The huge amounts of money injected into the local economy via the Haynesville Shale activity has spared northwest Louisiana from the worst effects of the national slowdown, according to an economist whose second-year study of the industry was released Tuesday.

In the report, Dr. Loren C. Scott pointed out that the seven firms participating in his study “pumped an amazing $7 billion into the state’s economy” in just one year. That sizeable injection of new money into the state can be equated to tossing a boulder into a pond.

Scott’s study serves as tangible evidence to the “tremendous economic benefits of natural gas extraction operations in northwest Louisiana,” said Don Briggs, Louisiana Oil and Gas Association president.

And in a report yesterday from KENS 5-TV, “Texas oil and gas boom paying dividends for San Antonio,” thanks to 21st century fracture stimulation technologies. This from the region’s CBS affiliate:

A huge, underground oil and gas field is promising big results, and that’s having an economic impact on San Antonio.

“I wish I had a crystal ball.” No one knows, no one knows. They just pick up the phone and start ordering equipment,” said Chase Hooker, Director of new business development for APPCO; a company that makes equipment called Frac-Sanders.

These huge, $250,000 machines deliver a special sand mixture to a well. The “frac” sand helps force fossil fuels out of the ground. Despite making a dozen of these 25-ton machines a month, APPCO is back-ordered through 2011.

Unfortunately, some in Washington – despite this overwhelmingly positive economic news in an otherwise struggling national economy – believe that the energy-producing states should be stripped of their proven ability to effectively regulate fracturing.

Last week, Colorado Rep. Dianna DeGette, an advocate for burdensome, duplicative and potentially devastating federal regulations on American energy production, offered and withdrew an amendment at a House Energy and Commerce Committee mark-up that would have stripped energy-producing states of their ability to effectively regulate fracturing. Like her bill, the FRAC Act, Ms. DeGette’s amendment would give the federal government – for the first time ever – authority to oversee this critical and heavily regulated practice.

Thankfully the amendment was withdrawn amidst pressure from Energy In Depth, the U.S. Chamber of Commerce, the National Association of Manufacturers and scores of Democrats and Republicans on the panel.

EID’s Fuller wrote this in a letter to members of the committee leading up to the hearing:

The fact is, hydraulic fracturing has been ably and aggressively regulated by the states almost since the moment of its invention, with regulators compiling an impressive record of enforcement and oversight during that time.
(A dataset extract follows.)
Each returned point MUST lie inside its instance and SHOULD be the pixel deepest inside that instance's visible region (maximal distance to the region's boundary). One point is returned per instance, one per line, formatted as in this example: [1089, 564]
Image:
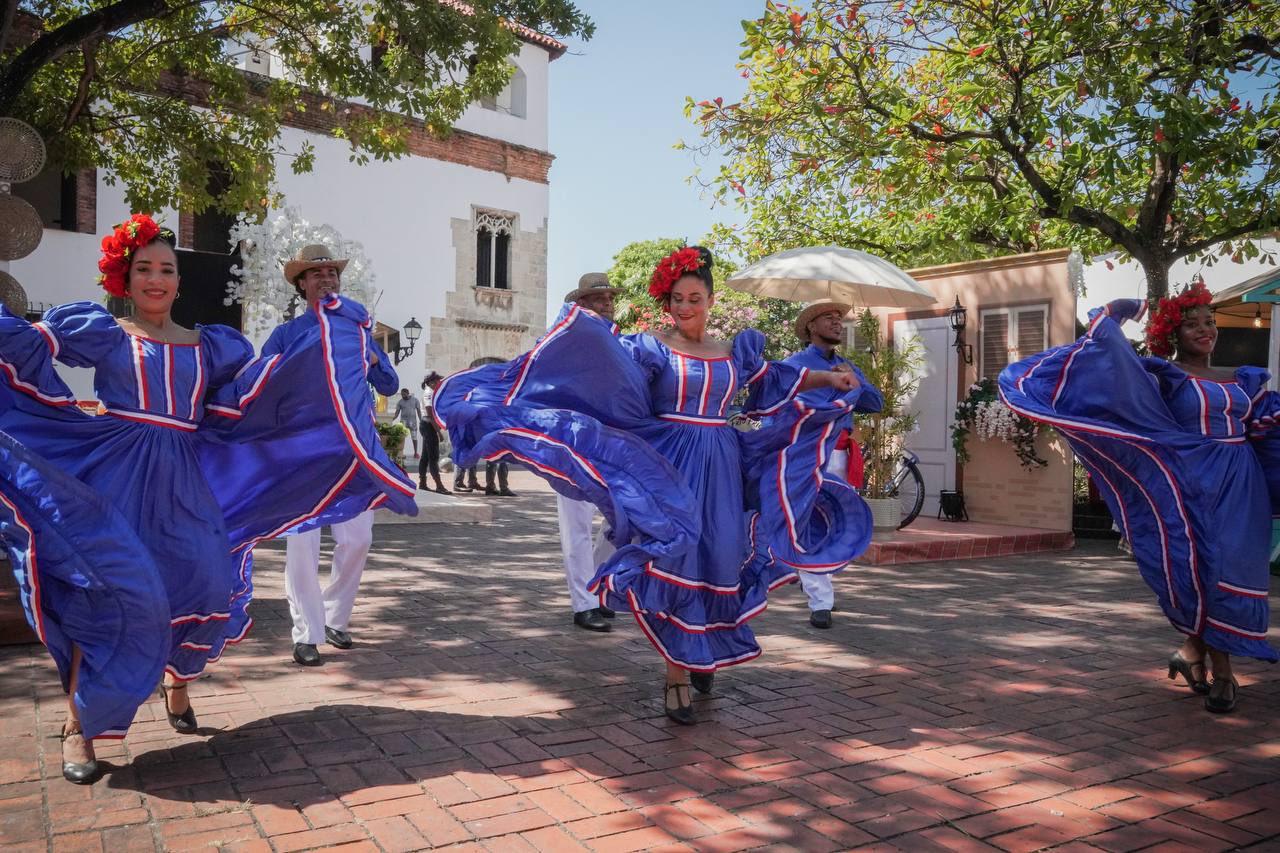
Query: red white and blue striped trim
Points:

It’s a record that continues to be acknowledged by regulators and lawmakers on the federal level as well, most recently by EPA’s director of drinking water protection, who told a reporter in February that there existed “no evidence” that “states aren’t doing a good job already” when it comes to regulating fracturing activities.

But it’s not just America’s energy producers and job-creators speaking out about fracturing’s long and clear record of effectiveness and safety. Major newspapers are speaking out, too. Today’s Investor’s Businesses Daily writes this in an editorial:

Environmentalists, aided and abetted by Democratic Sen. Bob Casey of Pennsylvania, now want to stop us from unlocking our vast reserves of natural gas locked up in shale using a technique called hydraulic fracturing or “fracking.” The technique involves injecting liquids under pressure, 95% of which is water, into the shale rock to release the trapped gas.

Casey has introduced legislation to remove fracking’s long-standing exemption in the Safe Drinking Water Act that allows energy companies to use the process. He claims the process endangers America’s drinking water, though fracking is done thousands of feet below the groundwater table and there’s never been a case of groundwater contamination caused by fracking.

“This 60-year-old technique has been responsible for 7 billion barrels of oil and 600 trillion cubic feet of natural gas,” according to Sen. James Inhofe, ranking member of the Environment and Public Works Committee. “In hydraulic fracturing’s 60-year-history, there has not been a single documented case of contamination.”